We can now get from the covariance the transformation matrix \(T\) and we can use the inverse of \(T\) to remove correlation (whiten) the data.

C = cov_mat(Y.T)

# Calculate eigenvalues
eVa, eVe = np.linalg.eig(C)

# Calculate transformation matrix from eigen decomposition
R, S = eVe, np.diag(np.sqrt(eVa))
T = R.dot(S).T

# Transform data with inverse transformation matrix T^-1
Z = Y.dot(np.linalg.inv(T))

plt.scatter(Z[:, 0], Z[:, 1])
plt.title('Uncorrelated Data')
plt.axis('equal');

# Covariance matrix of the uncorrelated data
cov_mat(Z.T)
array([[ 1.00000000e+00, -1.24594167e-16],
       [-1.24594167e-16,  1.00000000e+00]])
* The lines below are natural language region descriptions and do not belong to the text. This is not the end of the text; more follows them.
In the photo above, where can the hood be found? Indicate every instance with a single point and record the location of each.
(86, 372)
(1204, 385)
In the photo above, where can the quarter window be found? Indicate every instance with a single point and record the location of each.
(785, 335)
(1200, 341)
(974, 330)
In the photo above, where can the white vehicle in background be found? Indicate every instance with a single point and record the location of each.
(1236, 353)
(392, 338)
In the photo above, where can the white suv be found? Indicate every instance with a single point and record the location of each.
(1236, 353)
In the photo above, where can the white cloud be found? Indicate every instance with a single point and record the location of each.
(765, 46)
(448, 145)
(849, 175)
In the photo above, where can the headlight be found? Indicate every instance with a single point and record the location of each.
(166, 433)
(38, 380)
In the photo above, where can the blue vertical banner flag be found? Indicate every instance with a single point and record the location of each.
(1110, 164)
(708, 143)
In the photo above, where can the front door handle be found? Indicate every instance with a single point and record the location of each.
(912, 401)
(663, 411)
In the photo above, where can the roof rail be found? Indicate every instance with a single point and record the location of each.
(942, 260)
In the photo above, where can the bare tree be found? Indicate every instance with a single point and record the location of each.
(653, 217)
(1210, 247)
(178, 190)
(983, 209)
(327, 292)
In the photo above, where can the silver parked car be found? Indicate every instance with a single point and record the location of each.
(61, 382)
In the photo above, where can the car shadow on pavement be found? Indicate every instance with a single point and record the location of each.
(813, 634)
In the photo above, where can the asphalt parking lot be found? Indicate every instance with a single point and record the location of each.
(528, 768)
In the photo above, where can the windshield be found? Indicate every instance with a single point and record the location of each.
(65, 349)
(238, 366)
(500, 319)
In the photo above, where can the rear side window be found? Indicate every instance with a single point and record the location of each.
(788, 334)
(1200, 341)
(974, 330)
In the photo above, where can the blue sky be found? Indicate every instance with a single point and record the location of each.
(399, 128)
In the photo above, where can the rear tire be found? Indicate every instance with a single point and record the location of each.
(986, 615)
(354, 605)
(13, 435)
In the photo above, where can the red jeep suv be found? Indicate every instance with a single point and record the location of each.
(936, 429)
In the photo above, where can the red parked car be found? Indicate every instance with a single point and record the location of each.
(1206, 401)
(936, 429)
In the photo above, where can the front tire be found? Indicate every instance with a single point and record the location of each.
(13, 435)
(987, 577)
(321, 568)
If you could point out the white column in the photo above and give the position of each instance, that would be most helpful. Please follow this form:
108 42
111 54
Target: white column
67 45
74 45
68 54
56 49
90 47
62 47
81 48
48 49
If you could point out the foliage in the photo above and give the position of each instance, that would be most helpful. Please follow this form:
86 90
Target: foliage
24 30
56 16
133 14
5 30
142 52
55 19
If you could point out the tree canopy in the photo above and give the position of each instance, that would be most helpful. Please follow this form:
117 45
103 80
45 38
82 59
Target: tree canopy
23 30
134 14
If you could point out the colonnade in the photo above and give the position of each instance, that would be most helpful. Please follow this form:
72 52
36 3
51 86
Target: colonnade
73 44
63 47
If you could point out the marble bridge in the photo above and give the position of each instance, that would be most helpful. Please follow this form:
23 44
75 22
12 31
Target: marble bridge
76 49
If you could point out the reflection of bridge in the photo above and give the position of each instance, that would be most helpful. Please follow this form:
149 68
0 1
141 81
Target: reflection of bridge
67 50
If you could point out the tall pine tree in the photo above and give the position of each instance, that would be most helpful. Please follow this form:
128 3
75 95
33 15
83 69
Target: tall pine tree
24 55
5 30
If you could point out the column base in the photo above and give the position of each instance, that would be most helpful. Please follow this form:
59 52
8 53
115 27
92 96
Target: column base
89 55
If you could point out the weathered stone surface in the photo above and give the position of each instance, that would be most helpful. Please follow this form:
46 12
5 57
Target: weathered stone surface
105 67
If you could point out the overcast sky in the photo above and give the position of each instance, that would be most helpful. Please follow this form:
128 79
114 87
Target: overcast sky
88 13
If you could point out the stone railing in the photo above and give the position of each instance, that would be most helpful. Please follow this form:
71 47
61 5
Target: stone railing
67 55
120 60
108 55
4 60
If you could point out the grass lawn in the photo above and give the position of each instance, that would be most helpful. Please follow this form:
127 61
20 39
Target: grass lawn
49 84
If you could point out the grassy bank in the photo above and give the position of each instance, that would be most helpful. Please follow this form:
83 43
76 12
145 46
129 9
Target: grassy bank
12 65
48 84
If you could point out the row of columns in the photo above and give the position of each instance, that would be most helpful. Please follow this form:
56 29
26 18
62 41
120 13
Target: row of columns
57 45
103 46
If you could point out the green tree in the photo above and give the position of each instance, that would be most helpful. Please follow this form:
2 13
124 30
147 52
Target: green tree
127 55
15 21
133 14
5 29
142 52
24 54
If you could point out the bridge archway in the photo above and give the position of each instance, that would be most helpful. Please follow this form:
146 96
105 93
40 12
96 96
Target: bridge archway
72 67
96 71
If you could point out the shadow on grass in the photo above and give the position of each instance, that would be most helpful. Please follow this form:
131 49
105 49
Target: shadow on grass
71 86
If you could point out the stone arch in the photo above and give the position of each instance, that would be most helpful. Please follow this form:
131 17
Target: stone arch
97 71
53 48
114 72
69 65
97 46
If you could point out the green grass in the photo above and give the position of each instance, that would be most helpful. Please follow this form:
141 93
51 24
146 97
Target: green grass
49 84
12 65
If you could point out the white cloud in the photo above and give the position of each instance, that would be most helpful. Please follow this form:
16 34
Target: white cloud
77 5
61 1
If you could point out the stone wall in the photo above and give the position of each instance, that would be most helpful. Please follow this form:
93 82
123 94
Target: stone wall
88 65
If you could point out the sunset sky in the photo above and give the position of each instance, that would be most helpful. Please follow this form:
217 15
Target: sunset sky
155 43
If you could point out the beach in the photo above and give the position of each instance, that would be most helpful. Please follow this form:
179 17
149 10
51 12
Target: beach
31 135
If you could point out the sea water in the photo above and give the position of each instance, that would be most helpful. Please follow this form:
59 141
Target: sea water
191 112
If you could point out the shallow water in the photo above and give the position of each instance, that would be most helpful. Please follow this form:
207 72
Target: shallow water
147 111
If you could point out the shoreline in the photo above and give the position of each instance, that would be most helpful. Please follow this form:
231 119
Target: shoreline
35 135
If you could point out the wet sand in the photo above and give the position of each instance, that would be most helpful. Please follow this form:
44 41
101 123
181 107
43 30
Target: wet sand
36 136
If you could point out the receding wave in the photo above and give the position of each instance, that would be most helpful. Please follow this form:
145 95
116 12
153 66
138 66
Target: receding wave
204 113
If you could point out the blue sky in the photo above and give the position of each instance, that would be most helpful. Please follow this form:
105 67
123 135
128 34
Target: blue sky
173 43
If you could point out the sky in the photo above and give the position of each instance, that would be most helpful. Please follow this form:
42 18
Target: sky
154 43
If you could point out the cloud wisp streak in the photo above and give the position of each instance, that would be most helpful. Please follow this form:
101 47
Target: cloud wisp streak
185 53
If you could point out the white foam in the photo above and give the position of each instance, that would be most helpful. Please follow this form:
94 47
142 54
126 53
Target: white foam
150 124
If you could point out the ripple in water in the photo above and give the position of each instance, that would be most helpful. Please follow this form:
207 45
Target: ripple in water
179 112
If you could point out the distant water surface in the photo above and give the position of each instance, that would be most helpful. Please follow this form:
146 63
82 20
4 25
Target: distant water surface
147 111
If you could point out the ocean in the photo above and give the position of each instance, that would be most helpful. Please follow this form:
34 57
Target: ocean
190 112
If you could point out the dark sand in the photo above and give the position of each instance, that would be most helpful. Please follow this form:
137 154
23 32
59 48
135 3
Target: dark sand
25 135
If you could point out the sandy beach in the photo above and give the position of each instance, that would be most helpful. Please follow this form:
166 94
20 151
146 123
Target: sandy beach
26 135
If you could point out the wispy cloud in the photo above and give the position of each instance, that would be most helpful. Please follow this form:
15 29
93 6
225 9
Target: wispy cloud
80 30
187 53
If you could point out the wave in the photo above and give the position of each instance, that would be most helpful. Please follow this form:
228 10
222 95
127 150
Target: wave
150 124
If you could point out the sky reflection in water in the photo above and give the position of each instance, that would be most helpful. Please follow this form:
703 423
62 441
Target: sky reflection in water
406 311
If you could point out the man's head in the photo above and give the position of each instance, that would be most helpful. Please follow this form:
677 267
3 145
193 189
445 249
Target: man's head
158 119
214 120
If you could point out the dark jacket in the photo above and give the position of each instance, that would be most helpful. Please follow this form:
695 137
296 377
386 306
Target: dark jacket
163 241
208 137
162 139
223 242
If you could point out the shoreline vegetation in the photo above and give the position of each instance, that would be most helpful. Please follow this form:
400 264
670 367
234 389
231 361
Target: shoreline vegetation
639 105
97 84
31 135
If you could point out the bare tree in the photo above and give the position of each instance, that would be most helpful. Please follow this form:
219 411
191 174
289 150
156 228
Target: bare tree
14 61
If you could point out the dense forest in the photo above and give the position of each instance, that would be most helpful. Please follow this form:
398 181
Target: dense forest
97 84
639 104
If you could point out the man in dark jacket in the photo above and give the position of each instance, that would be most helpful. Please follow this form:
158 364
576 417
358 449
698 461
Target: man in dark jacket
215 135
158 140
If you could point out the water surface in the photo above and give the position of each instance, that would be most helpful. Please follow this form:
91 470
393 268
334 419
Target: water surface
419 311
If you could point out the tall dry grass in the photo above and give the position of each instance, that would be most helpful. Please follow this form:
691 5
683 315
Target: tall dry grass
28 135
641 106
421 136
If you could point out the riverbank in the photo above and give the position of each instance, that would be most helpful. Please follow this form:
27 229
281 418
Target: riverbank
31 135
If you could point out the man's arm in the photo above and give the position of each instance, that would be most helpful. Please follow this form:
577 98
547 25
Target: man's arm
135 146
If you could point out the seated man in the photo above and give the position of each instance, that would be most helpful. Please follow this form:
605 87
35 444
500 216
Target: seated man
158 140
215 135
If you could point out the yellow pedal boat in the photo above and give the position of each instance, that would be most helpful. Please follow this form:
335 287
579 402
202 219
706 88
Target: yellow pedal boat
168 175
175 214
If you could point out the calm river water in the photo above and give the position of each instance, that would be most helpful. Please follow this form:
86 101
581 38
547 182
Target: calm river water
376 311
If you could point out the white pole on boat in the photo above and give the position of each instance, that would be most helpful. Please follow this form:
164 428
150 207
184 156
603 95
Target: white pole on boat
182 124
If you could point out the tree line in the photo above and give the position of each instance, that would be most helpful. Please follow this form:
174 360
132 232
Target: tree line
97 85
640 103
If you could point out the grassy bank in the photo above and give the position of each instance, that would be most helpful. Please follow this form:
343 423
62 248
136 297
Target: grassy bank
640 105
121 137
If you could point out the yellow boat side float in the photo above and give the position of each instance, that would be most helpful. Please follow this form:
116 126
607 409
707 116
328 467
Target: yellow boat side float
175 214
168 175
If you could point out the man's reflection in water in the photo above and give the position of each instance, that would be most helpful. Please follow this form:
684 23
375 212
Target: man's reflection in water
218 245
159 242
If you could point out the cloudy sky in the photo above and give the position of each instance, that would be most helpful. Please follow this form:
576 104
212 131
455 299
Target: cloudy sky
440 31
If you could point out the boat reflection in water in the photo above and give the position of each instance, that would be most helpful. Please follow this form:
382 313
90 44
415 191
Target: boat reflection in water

An interesting use of the covariance matrix is in the Mahalanobis distance, which is used when measuring multivariate distances with covariance. It does that by calculating the uncorrelated distance between a point \(x\) to a multivariate normal distribution with the following formula

$$ D_M(x) = \sqrt{(x – \mu)^TC^{-1}(x – \mu))} $$

where \(\mu\) is the mean and \(C\) is the covariance of the multivariate normal distribution (the set of points assumed to be normal distributed). A derivation of the Mahalanobis distance with the use of the Cholesky decomposition can be found in this article.

Conclusion

In this article we saw the relationship of the covariance matrix with linear transformation which is an important building block for understanding and using PCA, SVD, the Bayes Classifier, the Mahalanobis distance and other topics in statistics and pattern recognition. I found the covariance matrix to be a helpful cornerstone in the understanding of the many concepts and methods in pattern recognition and statistics.

Many of the matrix identities can be found in The Matrix Cookbook. The relationship between SVD, PCA and the covariance matrix are elegantly shown in this question.